At the beginning of September, China joined Russia’s military drills in Russia’s far eastern region.
“China’s got choices to make. And as we’ve said many times before, we would clearly prefer that the choice they make is to condemn what Mr. Putin is doing in Ukraine … and make clear these concerns that they apparently have about what he’s doing there,” Kirby said in his VOA interview.
“We’re going to continue to keep the lines of communication open with Beijing, as we must. There are issues of disagreement, clearly, between the United States and China, but there’s also areas where we have said we can, and we should, cooperate on,” said the NSC spokesman.
Reliance on Russia as a geopolitical partner, however, is increasingly presenting a dilemma for Beijing, especially given its stance for peace.

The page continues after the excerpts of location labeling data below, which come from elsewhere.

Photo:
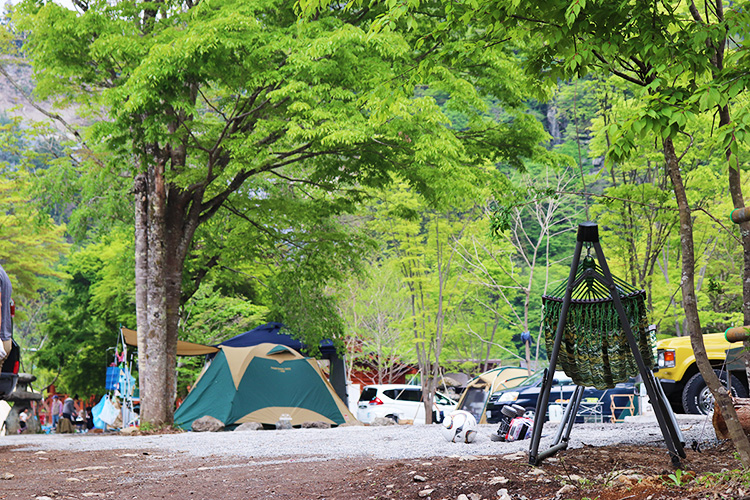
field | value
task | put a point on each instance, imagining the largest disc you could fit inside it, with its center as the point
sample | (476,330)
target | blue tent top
(271,333)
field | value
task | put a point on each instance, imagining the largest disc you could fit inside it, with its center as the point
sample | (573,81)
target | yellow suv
(681,380)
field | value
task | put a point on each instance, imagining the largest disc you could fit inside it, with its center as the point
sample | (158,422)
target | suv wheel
(697,398)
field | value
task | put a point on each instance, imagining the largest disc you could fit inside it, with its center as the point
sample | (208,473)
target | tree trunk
(141,276)
(690,305)
(735,190)
(155,401)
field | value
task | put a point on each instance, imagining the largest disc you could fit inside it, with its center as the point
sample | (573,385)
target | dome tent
(259,384)
(275,333)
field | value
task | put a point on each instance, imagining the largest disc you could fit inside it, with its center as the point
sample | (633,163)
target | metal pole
(675,449)
(542,402)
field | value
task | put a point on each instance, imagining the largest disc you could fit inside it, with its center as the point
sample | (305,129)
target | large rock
(207,424)
(742,407)
(249,426)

“I don’t think China will go all out to try to make Russia its really close strategic ally,” said Oh. “Except for its military prowess, it’s nothing much to speak of. Its economy is equivalent to one of the more well-to-do provinces in China, perhaps Guangdong. You might as well have India on your side.”

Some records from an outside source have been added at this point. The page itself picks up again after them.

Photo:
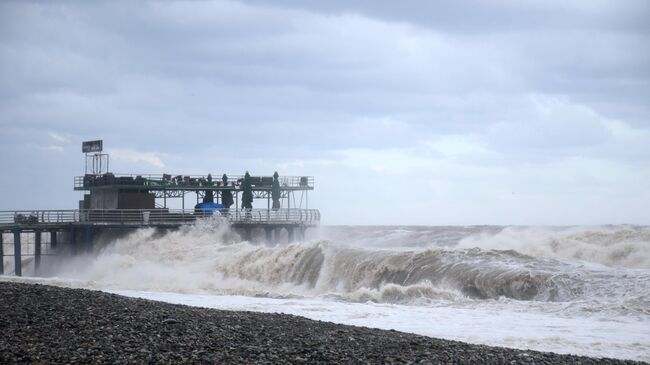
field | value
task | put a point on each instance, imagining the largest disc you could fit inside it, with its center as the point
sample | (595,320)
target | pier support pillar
(2,255)
(18,263)
(88,238)
(73,241)
(37,251)
(292,234)
(53,238)
(269,234)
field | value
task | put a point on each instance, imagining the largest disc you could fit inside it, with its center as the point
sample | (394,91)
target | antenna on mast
(96,162)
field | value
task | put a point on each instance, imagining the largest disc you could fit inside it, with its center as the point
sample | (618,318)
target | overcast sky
(406,112)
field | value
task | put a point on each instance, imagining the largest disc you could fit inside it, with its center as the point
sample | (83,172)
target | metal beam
(2,254)
(37,250)
(88,238)
(73,241)
(53,237)
(18,263)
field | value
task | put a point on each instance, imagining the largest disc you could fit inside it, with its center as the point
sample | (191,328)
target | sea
(573,290)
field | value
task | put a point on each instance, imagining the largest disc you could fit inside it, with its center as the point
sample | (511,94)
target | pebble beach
(47,324)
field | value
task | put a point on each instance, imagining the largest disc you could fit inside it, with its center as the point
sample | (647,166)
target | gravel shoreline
(47,324)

Observers expect China to continue to stay the course, refraining from giving outright support to Russia, while calling for an end to the war
“China is both a friend of Russia as well as a friend with Ukraine. China does have conversations with Russia on one hand and Ukraine on the other hand. … Lots of these things can be done more constructively behind the scenes than in the limelight,” Gao said.
Central Asia opportunity
As Russia’s war against Ukraine continues, China’s influence in Central Asia seems to be growing, as reflected by last week’s Shanghai Cooperation Organization meeting in Uzbekistan, Xi’s visit to Kazakhstan and deals signed with other Central Asian countries.

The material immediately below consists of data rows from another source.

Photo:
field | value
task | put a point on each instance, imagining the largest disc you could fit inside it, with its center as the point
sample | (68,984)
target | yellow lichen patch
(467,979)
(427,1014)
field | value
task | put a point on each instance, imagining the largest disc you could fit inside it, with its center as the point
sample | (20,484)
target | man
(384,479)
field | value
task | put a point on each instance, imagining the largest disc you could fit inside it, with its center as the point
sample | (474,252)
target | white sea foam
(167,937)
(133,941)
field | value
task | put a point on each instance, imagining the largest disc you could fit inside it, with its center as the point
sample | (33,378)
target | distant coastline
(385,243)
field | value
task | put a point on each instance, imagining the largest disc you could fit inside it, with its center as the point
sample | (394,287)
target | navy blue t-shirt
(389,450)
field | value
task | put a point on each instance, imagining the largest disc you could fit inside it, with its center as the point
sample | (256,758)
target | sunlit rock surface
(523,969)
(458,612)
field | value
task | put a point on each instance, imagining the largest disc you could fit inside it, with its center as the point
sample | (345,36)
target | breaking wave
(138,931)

“Of course, China all along wanted to build an oil pipeline through Central Asia, but because of Russia’s opposition, the plans could not be carried out,” said Simon Chen, a political science professor at National Taiwan University. “But now, China’s plans are closer to being realized.”
The Central Asian countries link China to the West and are crucial in helping Xi achieve his Belt and Road Initiative — building a modern-day Silk Road to easily transport oil and natural gas to China, as well as send China’s products to Europe and other parts of the world.
“In Central Asia, China will perhaps benefit [from the Ukraine war], but overall, its economy suffers because of inflation in agricultural goods, high wheat and oil prices. To China, the war is not what it wants,” said Chen.
Last week, China, Kyrgyzstan and Uzbekistan signed a deal for a feasibility study to build a long-awaited railroad that would pass through the three countries to Europe, bypassing sanctioned-plagued Russia.